Ce n’est pas gratuit en discipline non plus. Écrire des contraintes est moins plaisant que regarder une interface apparaître. Relire une spécification est moins satisfaisant que relire du code. Ces habitudes se dégradent sous la pression des délais, qui est la même pression qui les rend importantes.

Et une partie ne s’applique véritablement pas. Si vous validez une idée ce week-end et comptez jeter le résultat, jetez-le : rien de ce qui précède ne vaut la peine pour un logiciel qui a deux jours d’espérance de vie. L’argument ici porte sur les applications qui survivent à leur démonstration.

La partie qui n’a jamais été automatisable

Certains rôles bâtis autour de la production de code vont se réduire. Certains vont disparaître. Prétendre le contraire n’aide personne à se préparer, et ceux qui vous disent que tous les postes d’ingénierie sont à l’abri ne vous rendent pas service.

Mais regardez ce que l’asymétrie a réellement fait. Elle a automatisé l’expression des décisions et laissé les décisions elles-mêmes entièrement intactes. Quoi construire. Quoi ne pas construire. Quels invariants tiennent. Ce que le système ne doit jamais faire. Où se situent les frontières et qui est autorisé à les franchir.

Ce travail a toujours été la partie difficile. Il était simplement caché sous le labeur de la frappe, assez coûteuse pour ressembler au métier.

La frappe n’a jamais été le métier.

Lectures liées

La pratique en profondeur : le développement guidé par la spécification. Si vous choisissez un outil : les meilleurs constructeurs d’applications par IA en 2026.

Questions fréquentes

Que signifie « conception logicielle AI-first » ? Concevoir une application en partant de l’hypothèse que la plupart du code sera généré plutôt qu’écrit à la main, et que certains consommateurs seront des agents plutôt que des personnes. En pratique, cela signifie que le modèle de données, les contraintes et le contrat d’API sont définis explicitement en amont, parce que ce sont les décisions que la génération ne peut pas prendre à votre place.

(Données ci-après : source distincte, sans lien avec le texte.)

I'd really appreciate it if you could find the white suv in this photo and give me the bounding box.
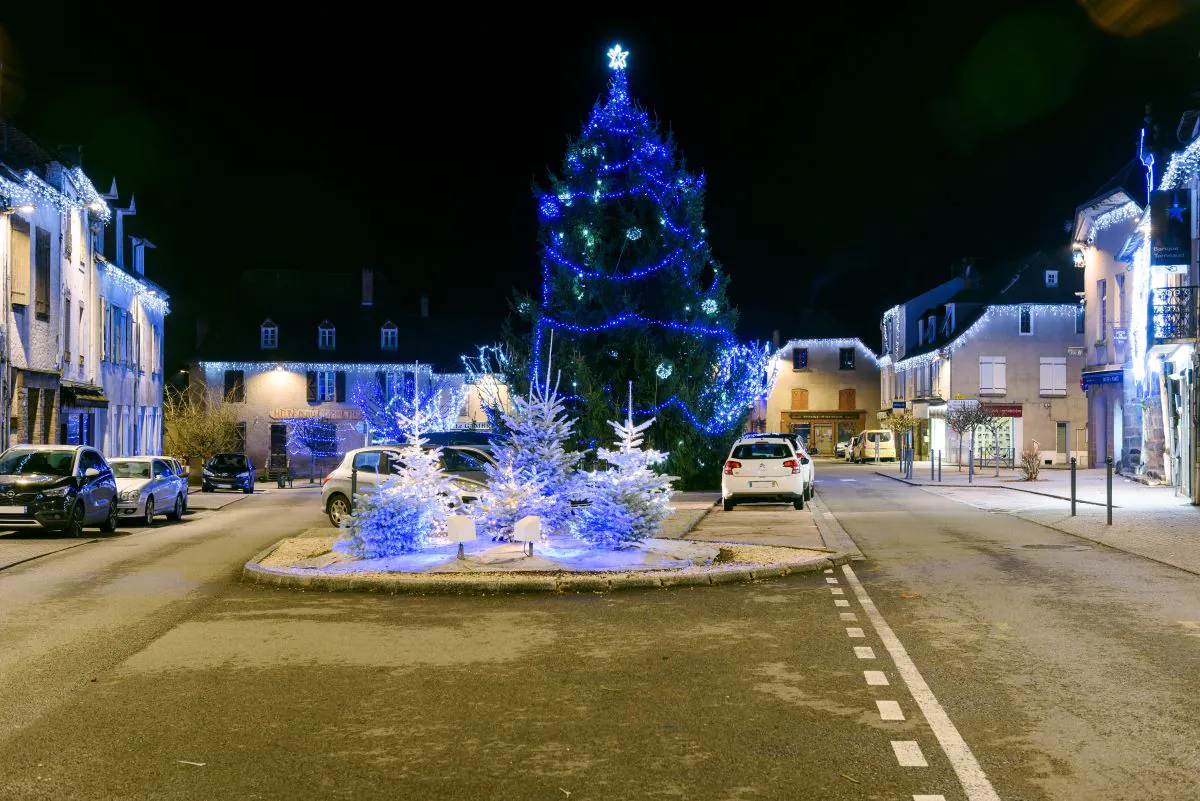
[721,434,812,512]
[320,445,496,525]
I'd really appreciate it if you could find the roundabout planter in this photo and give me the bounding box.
[242,529,848,595]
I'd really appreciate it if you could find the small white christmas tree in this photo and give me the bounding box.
[335,393,457,559]
[475,352,583,540]
[571,390,673,548]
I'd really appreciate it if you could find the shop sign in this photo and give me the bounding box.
[271,409,362,420]
[980,403,1024,417]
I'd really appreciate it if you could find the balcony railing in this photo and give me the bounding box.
[1151,287,1200,342]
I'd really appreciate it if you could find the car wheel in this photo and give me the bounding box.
[62,500,83,537]
[325,495,350,526]
[100,498,116,534]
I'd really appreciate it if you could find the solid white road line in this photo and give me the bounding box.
[841,565,1000,801]
[892,740,929,767]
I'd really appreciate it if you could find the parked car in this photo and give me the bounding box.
[743,432,816,500]
[200,453,254,495]
[108,456,187,525]
[854,428,896,462]
[721,434,812,512]
[0,445,116,537]
[320,445,496,525]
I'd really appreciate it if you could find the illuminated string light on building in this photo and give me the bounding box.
[1087,200,1142,245]
[894,303,1079,369]
[96,259,170,315]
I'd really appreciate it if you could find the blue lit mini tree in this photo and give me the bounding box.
[517,46,768,486]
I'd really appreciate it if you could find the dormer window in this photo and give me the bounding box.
[379,320,400,350]
[258,318,280,350]
[317,320,337,350]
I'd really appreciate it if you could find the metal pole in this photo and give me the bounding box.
[1070,457,1075,517]
[1105,456,1112,525]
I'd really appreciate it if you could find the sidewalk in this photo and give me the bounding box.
[876,462,1200,574]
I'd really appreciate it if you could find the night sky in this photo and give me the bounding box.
[0,0,1200,361]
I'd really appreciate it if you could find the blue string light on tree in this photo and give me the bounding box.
[529,40,772,470]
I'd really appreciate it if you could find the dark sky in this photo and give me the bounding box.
[0,0,1200,360]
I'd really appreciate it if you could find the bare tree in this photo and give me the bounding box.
[162,386,240,464]
[946,402,1000,475]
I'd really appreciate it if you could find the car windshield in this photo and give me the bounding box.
[108,459,150,478]
[733,442,792,459]
[0,450,74,476]
[209,453,246,469]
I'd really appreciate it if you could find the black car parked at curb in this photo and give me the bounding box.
[0,445,116,537]
[200,453,254,495]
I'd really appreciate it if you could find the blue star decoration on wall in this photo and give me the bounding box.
[608,44,629,70]
[1166,194,1188,223]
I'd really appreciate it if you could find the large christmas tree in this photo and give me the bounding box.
[518,46,767,487]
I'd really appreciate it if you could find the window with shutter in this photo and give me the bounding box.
[8,215,31,306]
[1040,356,1067,397]
[34,228,50,320]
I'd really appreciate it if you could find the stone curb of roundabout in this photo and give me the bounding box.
[241,540,850,595]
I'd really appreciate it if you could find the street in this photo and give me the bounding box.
[0,462,1200,801]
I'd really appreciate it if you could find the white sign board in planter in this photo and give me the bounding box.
[512,514,541,556]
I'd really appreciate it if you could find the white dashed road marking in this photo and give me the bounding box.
[841,565,1000,801]
[892,740,929,767]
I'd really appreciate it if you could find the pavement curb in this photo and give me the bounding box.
[241,540,857,595]
[809,492,866,562]
[875,470,1121,508]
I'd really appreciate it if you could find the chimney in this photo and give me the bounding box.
[362,267,374,306]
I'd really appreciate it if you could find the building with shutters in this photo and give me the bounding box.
[880,252,1087,465]
[749,338,880,456]
[0,119,169,456]
[188,269,506,470]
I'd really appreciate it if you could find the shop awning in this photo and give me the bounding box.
[62,384,108,409]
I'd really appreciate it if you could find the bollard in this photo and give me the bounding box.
[1105,456,1112,525]
[1070,457,1075,517]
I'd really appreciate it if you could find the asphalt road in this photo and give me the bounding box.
[0,463,1200,801]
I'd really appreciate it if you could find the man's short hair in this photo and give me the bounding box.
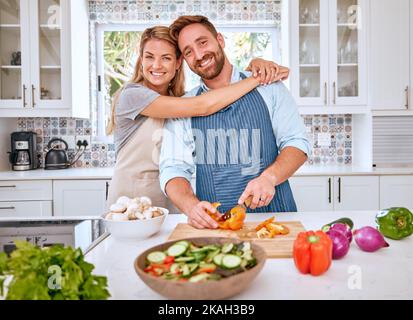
[169,16,218,41]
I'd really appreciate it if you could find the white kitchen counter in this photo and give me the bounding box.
[0,166,413,181]
[86,211,413,300]
[0,168,113,181]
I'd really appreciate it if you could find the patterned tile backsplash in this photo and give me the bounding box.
[17,115,352,168]
[17,118,115,168]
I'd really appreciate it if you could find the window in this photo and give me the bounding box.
[94,25,281,142]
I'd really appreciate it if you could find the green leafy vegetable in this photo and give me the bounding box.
[0,241,110,300]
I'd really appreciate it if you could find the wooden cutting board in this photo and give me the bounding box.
[168,221,305,258]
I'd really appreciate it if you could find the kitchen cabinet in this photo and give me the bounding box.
[0,0,90,118]
[369,0,413,110]
[289,176,379,211]
[290,0,368,113]
[0,201,52,218]
[380,176,413,210]
[0,180,53,202]
[289,177,334,211]
[53,180,109,216]
[0,180,53,218]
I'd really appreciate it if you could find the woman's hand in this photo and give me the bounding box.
[246,58,290,84]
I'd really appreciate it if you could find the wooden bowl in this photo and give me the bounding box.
[134,237,267,300]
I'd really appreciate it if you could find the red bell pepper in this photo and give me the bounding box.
[293,231,333,276]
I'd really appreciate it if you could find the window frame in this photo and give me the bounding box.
[93,23,282,143]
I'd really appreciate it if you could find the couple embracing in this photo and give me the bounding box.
[108,16,310,229]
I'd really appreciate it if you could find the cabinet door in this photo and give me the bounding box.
[53,180,107,216]
[380,176,413,210]
[0,0,30,111]
[0,201,52,218]
[334,176,379,211]
[329,0,367,106]
[0,180,53,201]
[369,0,410,110]
[30,0,69,109]
[288,177,333,211]
[291,0,328,106]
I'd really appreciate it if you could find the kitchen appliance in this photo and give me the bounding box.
[0,218,102,255]
[9,131,38,171]
[44,138,70,170]
[168,221,305,258]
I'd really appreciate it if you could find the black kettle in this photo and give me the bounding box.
[44,138,70,170]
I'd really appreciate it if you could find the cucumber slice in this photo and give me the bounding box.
[212,253,224,267]
[187,263,199,274]
[205,249,219,263]
[175,257,195,262]
[191,247,209,253]
[181,264,191,277]
[175,257,195,262]
[189,273,209,282]
[168,244,187,257]
[146,251,166,264]
[174,240,189,249]
[169,263,179,274]
[221,243,234,253]
[222,254,242,269]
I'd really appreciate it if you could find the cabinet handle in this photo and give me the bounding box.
[338,178,341,203]
[32,85,36,108]
[23,84,27,108]
[404,86,409,109]
[328,178,331,203]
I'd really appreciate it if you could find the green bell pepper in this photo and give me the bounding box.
[376,207,413,240]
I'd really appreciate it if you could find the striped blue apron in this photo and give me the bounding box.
[192,73,297,213]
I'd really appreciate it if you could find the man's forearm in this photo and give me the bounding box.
[262,147,307,186]
[165,178,200,214]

En quoi la conception AI-first diffère-t-elle du simple usage d’outils de code par IA ? Utiliser des outils d’IA ajoute une capacité à une méthode de travail inchangée. La conception AI-first change l’ordre des opérations : modèle et contrat avant l’interface, spécification comme artefact relu, contraintes poussées dans des couches capables de les faire respecter. L’étude 2025 de DORA a trouvé que l’adoption de l’IA augmentait ensemble le débit et l’instabilité, ce qui arrive quand l’outil change mais pas la pratique.

Quels sont les premiers principes de la conception logicielle à l’ère de l’IA ? Quatre tiennent : le modèle de données est le produit et l’écran en est une vue ; toute décision que vous ne prenez pas explicitement est prise implicitement par le générateur ; les contraintes doivent vivre quelque part où une machine peut les faire respecter plutôt que dans la tête de quelqu’un ; et votre application sert désormais à la fois une interface humaine et une API tournée vers les agents, qui ont besoin de parité.

Concevoir ainsi ralentit-il les équipes ? Cela charge le travail en amont plutôt que de l’ajouter. Les décisions capturées dans un modèle de données et une spécification sont des décisions que quelqu’un prend de toute façon : soit délibérément au départ, soit implicitement par un modèle qui devine plus tard. C’est du second chemin que viennent les reprises, et les reprises ne sont pas plus rapides.

Le développement guidé par la spécification est-il la même chose que la conception AI-first ? Le développement guidé par la spécification est la pratique ; la conception AI-first est l’ensemble plus large des conséquences architecturales. Le premier couvre l’écriture de la spécification et la génération contre elle. La conception AI-first couvre aussi l’ordre de la modélisation des données, l’endroit où les contraintes sont appliquées et la conception pour des consommateurs agents en plus des humains.

Quand peut-on sauter tout cela sans problème ? Prototypes, démonstrations, bricolages internes ponctuels et tout ce que vous comptez jeter. Le surcoût ne vaut la peine que pour un logiciel qui doit survivre à de vrais utilisateurs, de vraies données et au changement dans le temps.